Bei Hertha Müller las ich einmal: „Das Schweigen im Mund ist ein anderes als das Schweigen im Nacken.“ Die Masseurinnen sind alle ausgebucht, das sieht man bereits an den Haltungsschäden der Menschen in den Strassen. Die Münder aber, die haben das Schweigen geschluckt. Es lässt sich nur noch feststellen, mit was sie das Schweigen füttern, an Supermarktkassen, an der Kinokasse.

Wann begann es, dass meine Gedanken nicht mehr in einem fort fliessen? Dass ich keinen Strom mehr erzeugen kann, ich meine, Energie, sorgfältig kreierte Linearität, eingehüllt in den Duft der Sommerwiesen in der Nacht auf dem Land. Wenn man sich gar nicht so viel wünschen kann, wie Sterne vom Himmel fallen. Heute suche ich in der Überfülle nach einer Essenz, die in früheren Tagen der Hoffnung entsprach. Zwischen den Plastikbergen funkelt manchmal etwas auf, eine Keramikscherbe im Museum von Constanta, und ich werde mir wieder gewahr, was mir fehlt: Die Konstanz.

Das ist nicht meine individuelle Krankheit. Der Soziologe Richard Sennett beschreibt die Erosion der Seele in seinem 1998 erschienen Buch Der flexible Mensch.
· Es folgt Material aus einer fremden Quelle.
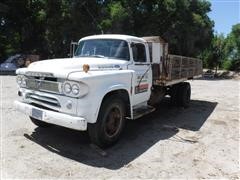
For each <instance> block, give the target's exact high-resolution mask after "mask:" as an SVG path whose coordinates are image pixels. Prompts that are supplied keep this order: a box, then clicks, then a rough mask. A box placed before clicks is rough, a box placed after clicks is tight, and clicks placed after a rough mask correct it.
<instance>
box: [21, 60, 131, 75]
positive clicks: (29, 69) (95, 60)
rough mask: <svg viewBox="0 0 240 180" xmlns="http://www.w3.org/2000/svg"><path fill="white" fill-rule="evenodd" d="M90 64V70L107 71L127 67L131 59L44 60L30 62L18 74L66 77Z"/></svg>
mask: <svg viewBox="0 0 240 180" xmlns="http://www.w3.org/2000/svg"><path fill="white" fill-rule="evenodd" d="M84 64H88V65H89V66H90V70H89V71H103V70H104V71H106V70H109V71H110V70H120V69H126V68H127V64H129V61H124V60H116V59H107V58H95V57H94V58H86V57H82V58H62V59H52V60H43V61H38V62H34V63H32V64H30V65H29V66H28V68H24V69H18V70H17V74H25V73H27V72H33V73H51V74H53V76H54V77H59V78H65V77H67V76H68V74H69V73H71V72H81V71H83V65H84Z"/></svg>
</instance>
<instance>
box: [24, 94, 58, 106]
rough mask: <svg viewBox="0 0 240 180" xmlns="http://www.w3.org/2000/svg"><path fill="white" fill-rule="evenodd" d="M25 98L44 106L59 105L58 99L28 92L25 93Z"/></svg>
mask: <svg viewBox="0 0 240 180" xmlns="http://www.w3.org/2000/svg"><path fill="white" fill-rule="evenodd" d="M26 99H28V100H30V101H31V102H33V103H37V104H41V105H44V106H50V107H52V106H54V107H57V108H60V107H61V106H60V103H59V102H58V100H57V99H55V98H53V97H48V96H44V95H39V94H33V93H29V94H27V95H26Z"/></svg>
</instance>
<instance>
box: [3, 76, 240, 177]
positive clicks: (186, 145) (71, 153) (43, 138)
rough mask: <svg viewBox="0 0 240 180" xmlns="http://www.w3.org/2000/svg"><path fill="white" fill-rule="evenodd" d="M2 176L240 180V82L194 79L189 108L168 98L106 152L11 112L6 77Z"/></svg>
mask: <svg viewBox="0 0 240 180" xmlns="http://www.w3.org/2000/svg"><path fill="white" fill-rule="evenodd" d="M0 79H1V88H0V90H1V112H0V113H1V175H2V178H72V179H73V178H82V179H132V178H135V179H139V178H143V179H146V178H148V179H149V178H150V179H156V178H188V179H192V178H228V179H239V178H240V173H239V136H240V134H239V110H240V109H239V104H240V100H239V88H240V81H239V80H233V79H228V80H223V79H221V80H220V79H209V80H203V79H202V80H194V81H191V85H192V101H191V106H190V108H188V109H182V108H177V107H172V106H171V105H170V103H169V100H168V99H166V100H164V101H163V102H162V103H161V104H160V105H159V107H158V109H157V111H155V112H154V113H152V114H150V115H148V116H145V117H143V118H141V119H139V120H135V121H129V122H128V123H127V127H126V129H125V131H124V133H123V136H122V138H121V140H120V141H119V142H118V143H117V144H116V145H115V146H113V147H111V148H109V149H106V150H105V151H101V150H98V149H96V148H94V147H93V146H92V145H91V144H90V141H89V138H88V135H87V133H85V132H78V131H73V130H69V129H65V128H62V127H52V128H48V129H42V128H38V127H36V126H35V125H33V124H32V123H31V122H30V120H29V118H28V117H27V116H25V115H24V114H21V113H19V112H17V111H16V110H15V109H14V106H13V101H14V100H16V99H18V97H17V87H16V83H15V77H14V76H12V77H11V76H1V77H0Z"/></svg>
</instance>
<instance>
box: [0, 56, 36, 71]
mask: <svg viewBox="0 0 240 180" xmlns="http://www.w3.org/2000/svg"><path fill="white" fill-rule="evenodd" d="M38 60H39V55H23V54H16V55H13V56H10V57H9V58H8V59H6V60H5V61H4V62H3V63H2V64H0V74H1V75H14V74H15V72H16V70H17V69H18V68H23V67H27V66H28V65H29V64H31V63H32V62H34V61H38Z"/></svg>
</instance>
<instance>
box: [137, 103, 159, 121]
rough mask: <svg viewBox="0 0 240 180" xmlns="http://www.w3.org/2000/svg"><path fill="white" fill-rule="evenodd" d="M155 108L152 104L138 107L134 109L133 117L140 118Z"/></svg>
mask: <svg viewBox="0 0 240 180" xmlns="http://www.w3.org/2000/svg"><path fill="white" fill-rule="evenodd" d="M155 110H156V109H155V108H154V107H152V106H141V107H138V108H136V109H133V119H138V118H140V117H142V116H145V115H147V114H149V113H151V112H153V111H155Z"/></svg>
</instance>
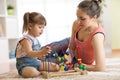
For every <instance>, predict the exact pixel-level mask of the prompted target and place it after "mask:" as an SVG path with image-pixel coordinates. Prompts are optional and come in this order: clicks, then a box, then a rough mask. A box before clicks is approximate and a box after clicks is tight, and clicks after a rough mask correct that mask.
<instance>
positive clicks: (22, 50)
mask: <svg viewBox="0 0 120 80" xmlns="http://www.w3.org/2000/svg"><path fill="white" fill-rule="evenodd" d="M23 39H28V40H29V41H30V42H31V44H32V41H33V43H34V45H36V44H38V40H37V38H34V37H32V36H30V35H23V37H22V38H21V39H20V40H19V42H18V44H17V47H16V58H21V57H24V56H26V55H27V53H25V49H24V48H23V47H22V45H21V44H20V41H21V40H23ZM30 39H32V41H31V40H30Z"/></svg>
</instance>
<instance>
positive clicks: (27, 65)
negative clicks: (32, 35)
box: [16, 37, 41, 75]
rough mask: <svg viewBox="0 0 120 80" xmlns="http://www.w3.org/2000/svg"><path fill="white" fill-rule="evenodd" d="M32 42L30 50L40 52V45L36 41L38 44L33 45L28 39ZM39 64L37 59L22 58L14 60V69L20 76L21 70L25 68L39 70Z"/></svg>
mask: <svg viewBox="0 0 120 80" xmlns="http://www.w3.org/2000/svg"><path fill="white" fill-rule="evenodd" d="M28 39H30V40H31V41H32V49H33V50H40V46H41V45H40V43H39V41H38V44H36V45H34V42H33V40H32V39H31V38H30V37H28ZM40 64H41V60H38V59H37V58H30V57H29V56H27V55H26V56H24V57H22V58H17V59H16V67H17V70H18V73H19V74H20V75H21V74H22V69H23V68H24V67H27V66H31V67H34V68H36V69H37V70H38V69H39V66H40Z"/></svg>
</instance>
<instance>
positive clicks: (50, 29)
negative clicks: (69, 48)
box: [18, 0, 111, 53]
mask: <svg viewBox="0 0 120 80" xmlns="http://www.w3.org/2000/svg"><path fill="white" fill-rule="evenodd" d="M80 1H82V0H18V15H19V27H20V33H21V31H22V24H23V22H22V18H23V14H24V13H25V12H26V11H29V12H31V11H37V12H40V13H42V14H43V15H44V16H45V17H46V19H47V26H46V28H45V31H44V33H43V35H41V36H40V37H39V40H40V42H41V43H42V45H45V44H47V43H50V42H53V41H57V40H60V39H63V38H65V37H69V36H70V35H71V27H72V23H73V21H74V20H75V19H76V9H77V5H78V4H79V2H80ZM106 4H109V1H107V2H106ZM106 17H107V18H106ZM109 23H110V15H109V7H107V8H105V9H104V15H103V27H104V28H105V32H106V34H107V36H106V39H107V40H106V42H105V50H106V52H107V53H109V52H110V51H111V45H110V44H111V42H110V33H109V29H110V28H109V26H110V24H109Z"/></svg>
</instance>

Das Tempo, die Unsicherheit in der Arbeitswelt, die Konkurrenz, die Job- und Wohnortwechsel bedeuten für die menschliche Seele mehr als gesteigerte Anforderungen. Sennett überlässt die Interpretation der daraus resultierenden Angst und Hilflosigkeit dem Leser.

Wir können gerade mal dafür sorgen, dass wir an der Oberfläche bleiben, dass wir genügend Sauerstoff bekommen, dass uns die erhöhten Ozonwerte nicht im Hals kratzen. Was macht mich heute denn so kränklich?